Die ganze Welt sollte missioniert werden – zu welchem Zweck? Um die ganze Welt zu beherrschen. Das Evangelium war ein Machtmittel, um die Erde in den Griff zu kriegen.

Sind herrschen und predigen dasselbe? Zeugt es von Nächstenliebe, den Völkern das Evangelium zu predigen, um sie an die Kette zu legen?

Bereits hier sehen wir, wie die Apokalypse zustande kommt:
durch unlösbare Widersprüche, die von den Gläubigen als vereinbare und somit lösbare Widersprüche betrachtet werden.

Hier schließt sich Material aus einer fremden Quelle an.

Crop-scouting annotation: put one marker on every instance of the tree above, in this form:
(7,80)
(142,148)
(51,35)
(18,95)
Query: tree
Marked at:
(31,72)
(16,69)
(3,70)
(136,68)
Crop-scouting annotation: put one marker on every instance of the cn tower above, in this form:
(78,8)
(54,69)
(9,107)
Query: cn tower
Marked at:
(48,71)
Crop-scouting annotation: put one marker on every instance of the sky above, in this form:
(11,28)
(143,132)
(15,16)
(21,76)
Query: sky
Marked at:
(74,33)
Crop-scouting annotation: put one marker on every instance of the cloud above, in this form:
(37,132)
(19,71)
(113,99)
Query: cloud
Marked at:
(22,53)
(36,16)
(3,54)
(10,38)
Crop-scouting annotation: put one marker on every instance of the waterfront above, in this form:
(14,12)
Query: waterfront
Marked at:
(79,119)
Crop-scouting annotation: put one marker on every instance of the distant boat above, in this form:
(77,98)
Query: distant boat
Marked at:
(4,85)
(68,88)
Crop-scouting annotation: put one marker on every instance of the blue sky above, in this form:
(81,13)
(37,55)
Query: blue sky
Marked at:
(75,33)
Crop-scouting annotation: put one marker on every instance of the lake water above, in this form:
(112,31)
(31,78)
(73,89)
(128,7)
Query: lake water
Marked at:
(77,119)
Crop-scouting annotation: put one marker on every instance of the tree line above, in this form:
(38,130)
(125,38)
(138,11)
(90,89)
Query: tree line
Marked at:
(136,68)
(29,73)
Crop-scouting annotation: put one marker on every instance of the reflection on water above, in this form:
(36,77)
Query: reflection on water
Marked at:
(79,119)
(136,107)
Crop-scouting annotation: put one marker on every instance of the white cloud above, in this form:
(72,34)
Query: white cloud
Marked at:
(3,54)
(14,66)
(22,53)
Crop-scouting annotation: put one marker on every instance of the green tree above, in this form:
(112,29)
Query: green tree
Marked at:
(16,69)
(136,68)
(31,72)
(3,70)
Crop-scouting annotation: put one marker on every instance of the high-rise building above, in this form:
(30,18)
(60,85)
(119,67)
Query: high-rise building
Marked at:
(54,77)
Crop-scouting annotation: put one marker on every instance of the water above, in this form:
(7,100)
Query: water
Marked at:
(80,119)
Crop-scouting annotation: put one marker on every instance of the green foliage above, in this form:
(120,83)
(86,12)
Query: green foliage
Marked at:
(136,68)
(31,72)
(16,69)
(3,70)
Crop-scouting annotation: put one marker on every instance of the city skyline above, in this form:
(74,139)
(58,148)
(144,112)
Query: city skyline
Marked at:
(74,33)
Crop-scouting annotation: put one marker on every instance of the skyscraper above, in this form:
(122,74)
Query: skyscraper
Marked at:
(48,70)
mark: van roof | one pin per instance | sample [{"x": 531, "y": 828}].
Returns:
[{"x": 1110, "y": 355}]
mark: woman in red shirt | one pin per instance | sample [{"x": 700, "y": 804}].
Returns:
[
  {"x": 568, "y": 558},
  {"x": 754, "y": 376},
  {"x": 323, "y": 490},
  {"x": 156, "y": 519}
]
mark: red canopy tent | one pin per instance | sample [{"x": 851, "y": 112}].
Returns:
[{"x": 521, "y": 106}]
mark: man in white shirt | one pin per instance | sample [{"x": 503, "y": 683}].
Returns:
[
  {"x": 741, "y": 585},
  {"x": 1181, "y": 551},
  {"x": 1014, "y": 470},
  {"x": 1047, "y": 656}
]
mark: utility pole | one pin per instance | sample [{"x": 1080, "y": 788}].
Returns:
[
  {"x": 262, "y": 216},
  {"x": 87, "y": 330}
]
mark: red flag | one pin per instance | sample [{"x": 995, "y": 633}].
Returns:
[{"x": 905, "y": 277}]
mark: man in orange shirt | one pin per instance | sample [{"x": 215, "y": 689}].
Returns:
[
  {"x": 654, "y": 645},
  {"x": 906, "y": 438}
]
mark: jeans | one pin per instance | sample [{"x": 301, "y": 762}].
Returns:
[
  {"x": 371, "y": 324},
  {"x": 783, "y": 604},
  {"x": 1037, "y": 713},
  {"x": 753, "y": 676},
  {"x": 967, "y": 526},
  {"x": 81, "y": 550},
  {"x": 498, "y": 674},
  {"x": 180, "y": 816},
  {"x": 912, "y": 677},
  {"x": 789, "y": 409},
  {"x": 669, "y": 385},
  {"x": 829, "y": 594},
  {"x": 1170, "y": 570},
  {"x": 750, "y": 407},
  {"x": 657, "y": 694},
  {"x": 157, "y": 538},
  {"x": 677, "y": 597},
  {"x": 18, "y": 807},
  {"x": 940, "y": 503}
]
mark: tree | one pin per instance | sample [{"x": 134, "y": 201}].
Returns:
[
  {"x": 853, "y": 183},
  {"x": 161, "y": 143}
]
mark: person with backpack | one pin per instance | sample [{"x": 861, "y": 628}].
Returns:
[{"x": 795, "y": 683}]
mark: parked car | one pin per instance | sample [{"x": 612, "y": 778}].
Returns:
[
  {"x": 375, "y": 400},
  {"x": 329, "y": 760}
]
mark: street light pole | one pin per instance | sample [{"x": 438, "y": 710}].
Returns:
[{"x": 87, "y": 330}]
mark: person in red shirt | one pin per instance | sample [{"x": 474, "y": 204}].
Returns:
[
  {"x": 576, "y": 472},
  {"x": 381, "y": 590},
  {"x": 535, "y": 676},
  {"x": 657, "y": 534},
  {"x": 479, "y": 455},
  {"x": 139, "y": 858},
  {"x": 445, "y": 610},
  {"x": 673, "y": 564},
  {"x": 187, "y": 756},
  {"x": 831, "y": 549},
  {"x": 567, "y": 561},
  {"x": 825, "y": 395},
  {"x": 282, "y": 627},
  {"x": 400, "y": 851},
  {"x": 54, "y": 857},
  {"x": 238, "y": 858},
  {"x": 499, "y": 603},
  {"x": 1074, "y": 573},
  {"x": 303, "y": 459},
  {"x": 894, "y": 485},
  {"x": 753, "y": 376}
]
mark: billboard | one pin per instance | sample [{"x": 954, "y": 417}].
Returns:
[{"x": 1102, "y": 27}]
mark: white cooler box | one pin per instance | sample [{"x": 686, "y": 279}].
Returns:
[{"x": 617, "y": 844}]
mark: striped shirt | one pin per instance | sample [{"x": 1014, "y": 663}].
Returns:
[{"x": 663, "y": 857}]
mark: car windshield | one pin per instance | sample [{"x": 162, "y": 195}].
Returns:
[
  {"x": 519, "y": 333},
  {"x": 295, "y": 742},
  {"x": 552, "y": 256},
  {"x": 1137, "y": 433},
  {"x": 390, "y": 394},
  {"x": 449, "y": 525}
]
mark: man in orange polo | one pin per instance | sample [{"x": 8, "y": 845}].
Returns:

Kanzler Scholz kritisiert seine Gegner, weil sie nicht pragmatisch denken und handeln, sondern ideologisch. In einer Koalition aber müsse man Kompromisse schließen können. Und das könne man nur, wenn man nicht ideologisch denkt, sondern pragmatisch.

Hat hierzulande niemand verstanden, denn abstrakte Begriffe kennt hier niemand. Ideologie ist für Scholz eine Idee, die niemand realisieren kann – schon gar nicht zwei Ideen, die niemals vereinbar sind – und dennoch als realisierbare propagiert werden.

Pragmatiker hingegen sind hemdsärmelige Praktiker, die glauben, alles Kollidierende und sich Widersprechende in einer Kompromiss-Lösung zu entschärfen.

Die Deutschen sind – noch immer – Christen. Sie glauben an einen Gott, der die Erde erschaffen hat und ergo keine unlösbare Probleme kennt. Denn solche wären Inbegriff des Bösen, das sich der Allmacht des Gottes entzöge. Doch solches gibt es nicht.

Wahrlich, es gibt Probleme, die dem Menschen erhebliche Schwierigkeiten bereiten, doch letzten Endes ist der Schöpfer so allmächtig, dass sein Knecht, der Teufel, alles zum Guten wenden kann. Der Teufel hat eine Doppelfunktion, er schafft das Böse und er beherrscht das Böse – wie der Schöpfer es will.

Man könnte sagen: Gott lebt in einer Ampelkoalition mit dem Teufel. Da gibt es allweil viel Tumult, Hass, Krieg und Grausamkeiten, doch letzten Endes sind Gott und sein Knecht durchaus fähig, alle gefährlichen Krisen der Erde in göttliche Harmonie zu verwandeln.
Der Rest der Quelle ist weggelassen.